И все же Париж странным образом предстает перед нами как живая субстанция, некое антропоморфное существо. В этом Миллер близок Бодлеру[170]. Он описывает город, используя телесные и антропоморфные метафоры. Париж становится в тексте телом, а река Сена, протекающая через него — «огромной артерией» (371) этого тела. Миллеровский город безумствует как человек, болеет как человек. В представлении автора «Тропика Рака» он хранит в себе остатки жизни — в отличие от крупных индустриальных городов Америки. Они изображаются Миллером как искусственные конструкции, откуда жизнь полностью изгнана, как склепы, могилы, конвейеры, производящие и потребляющие роботов-людей[171]. Эта разница в изображении европейского и американского города вызвана тем, что разум, создававший Париж, был еще связан с телом средневекового человека, с ощущением почвы[172]. Эта телесная составляющая присутствует в архитектуре города, структуре его улиц, ритме жизни его горожан, еще не полностью механизированном. Соответственно в «Тропике Рака» Париж — не голая конструкция, а организм, рожденный из взаимодействия природы и цивилизации, невероятное, ущербное последствие их встречи — и все-таки нечто живое. Американские же города изначально мертвы, ибо они явились воплощением того же европейского разума, но уже оторванного от своего тела и искусственно навязанного совершенно иному, неевропейскому жизненному пространству[173].

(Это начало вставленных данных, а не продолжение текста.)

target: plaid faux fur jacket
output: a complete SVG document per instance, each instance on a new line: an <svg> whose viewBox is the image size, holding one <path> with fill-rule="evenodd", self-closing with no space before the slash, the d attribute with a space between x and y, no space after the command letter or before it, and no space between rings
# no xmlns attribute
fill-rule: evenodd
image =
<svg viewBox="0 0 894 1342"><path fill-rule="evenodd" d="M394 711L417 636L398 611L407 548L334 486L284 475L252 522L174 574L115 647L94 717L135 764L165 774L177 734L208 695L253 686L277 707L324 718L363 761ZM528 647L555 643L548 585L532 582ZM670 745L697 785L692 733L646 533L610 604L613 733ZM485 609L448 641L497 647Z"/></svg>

Париж Миллера, так же как и Париж Бодлера, — организм, пораженный тяжкими недугами. Это тело мира, проникнутое болезненным духом цивилизации, разрушающим материю. Оно испытало насилие со стороны разума и, оказавшись запертым в саркофаге его схем, начало болеть, гнить и разлагаться: «Помню в прежние времена в Нью-Йорке около Юнион-сквера или в районе босяцкой Бауэри меня всегда привлекали десятицентовые кунсткамеры, где в окнах были выставлены гипсовые слепки различных органов, изъеденных венерическими болезнями. Город — точно огромный заразный больной, разбросавшийся на постели. Красивые же улицы выглядят не так отвратительно только потому, что из них выкачали гной» (65).
Как и Бодлер (см. стихотворение «Вечерние сумерки»[174]), Генри Миллер сохраняет принятую в европейской культуре традицию соотнесения города с женским началом. Он ассоциирует Париж с уличной проституткой (Жермен), которая оказывается средоточием животной стихии. Город, подобно женщине, пронизан в его романе жизненной энергией и потому видится герою изменчивым, неопределенным, хаотичным. Именно эти свойства делают город декадентски привлекательным и демоничным, источающим «ядовитый аромат» (66). Герой погружается в сладкие мечты о безумцах и преступниках средневекового Парижа. Город пугает его и в то же время манит, открывая в себе темное, демоническое женское начало: «Каждый вечер я приходил сюда — меня влекли прокаженные улочки, раскрывавшие свое мрачное великолепие только тогда, когда начинал угасать свет дня, и проститутки занимали свои места» (66–67).